Flottmeyer committed to the NCAA Division II Warriors late Saturday morning and couldn’t be more excited to have a plan in place with a program he feels provides a natural fit.
“I had all these questions circulating in my head,” Flottmeyer said. “Then I took my official visit to Winona last Friday and Saturday. Being around the players and coaches, I found that these are some of the finest men I could surround myself with.
“I knew then and there that I wanted to go there.”
Flottmeyer said he was open to changing positions in the right situation, but getting a chance to play a position he loves for a program that returned to the postseason for the first time in five years last fall was the right choice.
Flottmeyer said offensive coordinator Isaac Fruechte, a Caledonia High School graduate who played at Minnesota and spent some time with the Minnesota Vikings as a wide receiver, played a significant role in the decision while selling what the team did during his first season with the offense.
“He does some really great things, and I think I’d be a great fit in their offense,” Flottmeyer said. “Them getting back to the playoffs for the first time since 2017 was a big credit to him because of the way that offense ran.”
Winona State averaged nearly 345 total yards and 27 points per game during an 8-4 season. The Warriors passed for 191 yards per game, rushed for 153 and scored at least 38 points on four occasions.
Flottmeyer was instrumental in the Blugolds (13-1) averaging 40.4 points on 381.6 yards per game during a second-place finish to Division 3 state runner-up West Salem in the Coulee Conference.
Flottmeyer completed 67.6 percent of his passes for 2,651 yards, 30 touchdowns and eight interceptions. The interceptions represented a career high, but four of them came in the first three games. He threw 23 touchdown passes against four interceptions over the final 10 games.
Equally comfortable in the pocket or on the move, Flottmeyer completed his career with 6,436 passing yards, 77 passing touchdowns, 428 rushing yards and 11 rushing touchdowns.
He was the perfect weapon for Aquinas offensive coordinator Steve Kramer, and the two put together offenses that produced more than 5,000 yards two straight seasons.
“The relationship we have is almost like a father and son,” Flottmeyer said. “We would go back and forth a lot where he’d put in a play, and I’d say, ‘Coach, why don’t we do this?’
“He’d say, ‘OK, I see what you are saying, but how about this?’ I learned a lot from him, and I think he learned from me, too, so I think we made each other a lot better. He helped me the most by helping me learn to read defenses.”

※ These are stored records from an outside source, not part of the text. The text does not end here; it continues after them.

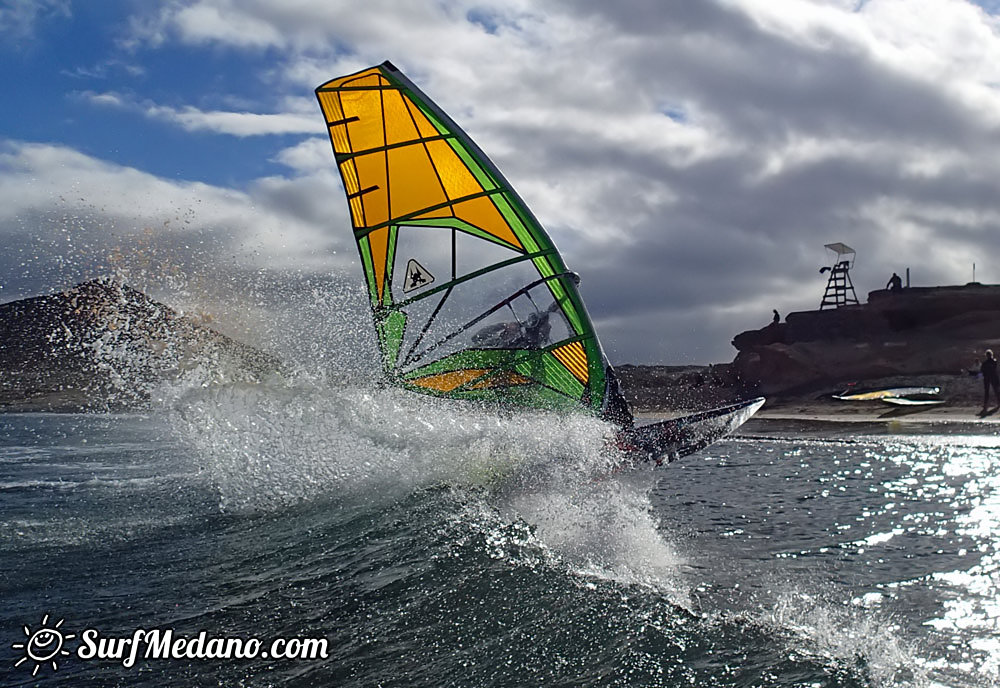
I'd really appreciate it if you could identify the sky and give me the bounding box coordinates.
[3,0,1000,365]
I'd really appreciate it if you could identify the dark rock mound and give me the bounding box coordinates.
[0,277,284,411]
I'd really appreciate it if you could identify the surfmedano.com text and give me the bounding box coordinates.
[77,628,330,668]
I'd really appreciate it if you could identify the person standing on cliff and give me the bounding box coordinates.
[982,349,1000,411]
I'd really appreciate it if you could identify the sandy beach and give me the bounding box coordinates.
[733,399,1000,440]
[630,368,1000,436]
[755,399,1000,425]
[635,396,1000,439]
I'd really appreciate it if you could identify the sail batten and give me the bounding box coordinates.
[334,133,457,162]
[316,62,627,418]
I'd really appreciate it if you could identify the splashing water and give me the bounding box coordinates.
[172,374,611,507]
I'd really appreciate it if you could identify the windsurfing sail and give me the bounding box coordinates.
[315,61,630,422]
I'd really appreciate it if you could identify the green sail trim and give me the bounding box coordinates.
[384,225,399,303]
[358,235,379,306]
[401,348,522,379]
[398,379,588,413]
[377,310,406,371]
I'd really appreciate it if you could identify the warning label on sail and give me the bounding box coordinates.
[403,259,434,293]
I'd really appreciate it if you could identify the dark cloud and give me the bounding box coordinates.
[448,0,1000,361]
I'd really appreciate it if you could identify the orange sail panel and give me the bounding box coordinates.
[409,369,490,393]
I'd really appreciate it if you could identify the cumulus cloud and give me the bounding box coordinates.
[0,140,353,297]
[143,103,319,136]
[79,91,320,136]
[271,137,338,175]
[0,0,70,42]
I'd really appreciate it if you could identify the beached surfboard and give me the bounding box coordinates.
[833,386,940,401]
[881,396,945,406]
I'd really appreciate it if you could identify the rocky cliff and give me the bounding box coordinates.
[616,364,744,413]
[0,277,284,411]
[730,284,1000,397]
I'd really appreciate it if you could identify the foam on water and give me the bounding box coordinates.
[765,588,925,688]
[173,376,604,508]
[495,470,689,603]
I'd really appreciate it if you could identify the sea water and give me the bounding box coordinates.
[2,381,999,687]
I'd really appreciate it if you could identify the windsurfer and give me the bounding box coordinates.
[982,349,1000,411]
[472,309,553,349]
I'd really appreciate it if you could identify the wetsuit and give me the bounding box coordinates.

Flottmeyer opted not to play basketball this winter to devote more time to football. He starts his days by waking up at 4:45 a.m. and heading to Three Rivers Performance – owner Eddie Hodges works with Aquinas athletes on speed and strength programs – for one workout and then throwing drills after school.
He believes arm strength plays to his benefit moving to the next level, but Flottmeyer understands the weight room and continued understanding of the offense and what opposing defenses are trying to do will play the biggest roles in potential playing time.
“I have a strong throwing arm and think I can really air it out,” Flottmeyer said. “And I think I’m a playmaker, and those are important things.”